Chroniques

Un vendredi par moi

© D.R

Premier cours d’amazigh ; en berbère timitar veut dire signe. Exemple : c’est bon timitar qu’un festival comme celui d’Agadir obtienne en si peu de temps un tel éclat.
 
Un autre bon exemple : Timitar des temps, ils étaient plus de cent mille jeunes et moins jeunes, dimanche dernier, dans les rues d’Agadir. L’enjeu en valait le tintamarre, célébrer la clôture de la troisième édition du festival «Timitar, signes et culture» comme il a commencé, sous le timitar de la bonne humeur.

Depuis une sinistre nuit de 1961, la mémoire d’Agadir n’est plus dans ses murs antisismiques mais dans sa culture accueillante qui a fait de Timitar le signe de l’art amazigh ouvert aux musiques du monde.

Le timitar distinctif du Sous-Massa se lit sur le visage de ses hommes. Rugueux et rigoureux, sobrement hospitaliers parce que hospitaliers sans fard.
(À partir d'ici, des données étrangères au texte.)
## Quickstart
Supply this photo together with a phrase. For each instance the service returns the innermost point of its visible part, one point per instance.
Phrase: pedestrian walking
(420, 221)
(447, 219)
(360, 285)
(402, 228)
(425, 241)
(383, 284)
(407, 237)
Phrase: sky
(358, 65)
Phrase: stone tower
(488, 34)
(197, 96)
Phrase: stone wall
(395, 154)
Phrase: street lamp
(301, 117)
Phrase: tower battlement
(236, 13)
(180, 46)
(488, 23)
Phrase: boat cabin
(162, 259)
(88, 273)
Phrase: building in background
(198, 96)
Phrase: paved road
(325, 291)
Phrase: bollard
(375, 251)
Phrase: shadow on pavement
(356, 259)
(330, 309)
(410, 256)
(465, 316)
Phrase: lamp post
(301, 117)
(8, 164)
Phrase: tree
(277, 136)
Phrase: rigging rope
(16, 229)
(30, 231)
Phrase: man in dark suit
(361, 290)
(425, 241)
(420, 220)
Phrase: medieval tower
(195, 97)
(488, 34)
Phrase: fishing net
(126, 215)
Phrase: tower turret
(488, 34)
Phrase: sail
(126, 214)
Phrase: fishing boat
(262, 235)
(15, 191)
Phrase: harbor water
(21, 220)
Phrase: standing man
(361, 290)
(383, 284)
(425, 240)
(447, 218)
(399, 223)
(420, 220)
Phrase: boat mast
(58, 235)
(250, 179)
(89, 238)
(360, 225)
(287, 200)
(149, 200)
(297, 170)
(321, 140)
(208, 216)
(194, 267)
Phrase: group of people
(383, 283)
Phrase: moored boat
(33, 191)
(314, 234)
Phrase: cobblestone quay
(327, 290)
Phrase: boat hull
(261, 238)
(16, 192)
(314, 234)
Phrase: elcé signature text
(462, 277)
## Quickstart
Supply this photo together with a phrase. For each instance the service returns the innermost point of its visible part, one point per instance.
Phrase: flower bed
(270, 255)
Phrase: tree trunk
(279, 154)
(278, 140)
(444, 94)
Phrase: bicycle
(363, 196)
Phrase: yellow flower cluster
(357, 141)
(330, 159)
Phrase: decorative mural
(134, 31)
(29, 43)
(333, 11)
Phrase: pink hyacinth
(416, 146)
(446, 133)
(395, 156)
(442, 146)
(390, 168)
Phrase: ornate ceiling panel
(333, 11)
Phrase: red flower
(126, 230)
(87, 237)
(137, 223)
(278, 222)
Le pari réussi de Rachid Filali et Aziz Akhannouch qui chapeautent le festival, l’un en tant que wali, l’autre en tant que président de la région, a été de donner à travers une organisation de bonne tenue et de retenue, l’image d’une société bien assurée.
Si bien que pendant six jours, Agadir a été ce Maroc qui chante juste face à ce Maroc qui psalmodie faux.

Et après ? Dans son essai sur « les identités meurtrières» (Grasset), le Libanais Amin Maalouf explique que «les sociétés sûres d’elles-mêmes se reflètent dans une religion confiante, sereine, ouverte ; les sociétés mal assurées se reflètent dans une religion frileuse, bigote, sourcilleuse». Agadir et Essaouira, et bien d’autres festivals, incarnent la première catégorie. Les manifestations de l’islamisme personnifient la seconde. Mais lorsqu’on s’arrête sur la composition des deux tendances, on relève la même extraction sociale. Aucune d’elles ne reniera son Islam. Pourtant, l’une regarde vers l’avenir, l’autre se retourne sur le passé. Le tout est de savoir comment le Maroc qui tire vers le haut puisse contenir les démons du Maroc qui tire vers le bas.

Si j’évoque Amin Maalouf, c’est parce que je le devine meurtri, c’est aussi en timitar de solidarité avec un Liban, tel le phénix, toujours renaissant de ses cendres, mais tel Sisyphe, condamné à l’éternel recommencement.

Les sauterelles qui envahissent le ciel de ses nuits, ravagent son nid, ne visent pas le Liban mais l’exception arabe qu’est la contrée du Cèdre. Le Liban multiconfessionnel et démocratique est le démenti constant apporté à l’Etat hébreu militariste, prédateur et confessionnel jusque dans la nationalité de ses citoyens. Pour comprendre en partie pourquoi ce Cèdre est de ce beau bois, il y a lieu de lire «Origines» du même Amin Maalouf, toujours chez Grasset.

Maudit, un peu comme «Le Rocher de Tanios» de l’incontournable Maalouf, comme Tanios lui-même, héros du roman, poursuivi par le sort.
Dans ce vaste modus vivendi que les pays arabes ont contracté avec Israël, le Liban demeure le tissu à travers lequel «le destin passe et repasse comme l’aiguille du cordonnier à travers le cuir» transpercé par cette succession «d’incursions cruelles».

Dans «l’ultime passage» du «Rocher de Tanios», Amin Maalouf écrit : «Pour avoir la tête d’un criminel, on a tué quatre innocents. Kahtane beyk me dit qu’il ne l’a pas voulu. Mais il a laissé faire. Demain, les gens de Kfayabda viendront, en représailles, égorger d’autres innocents. Les uns et les autres trouveront pour de longues années à venir, d’excellentes raisons pour justifier leurs vengeances successives».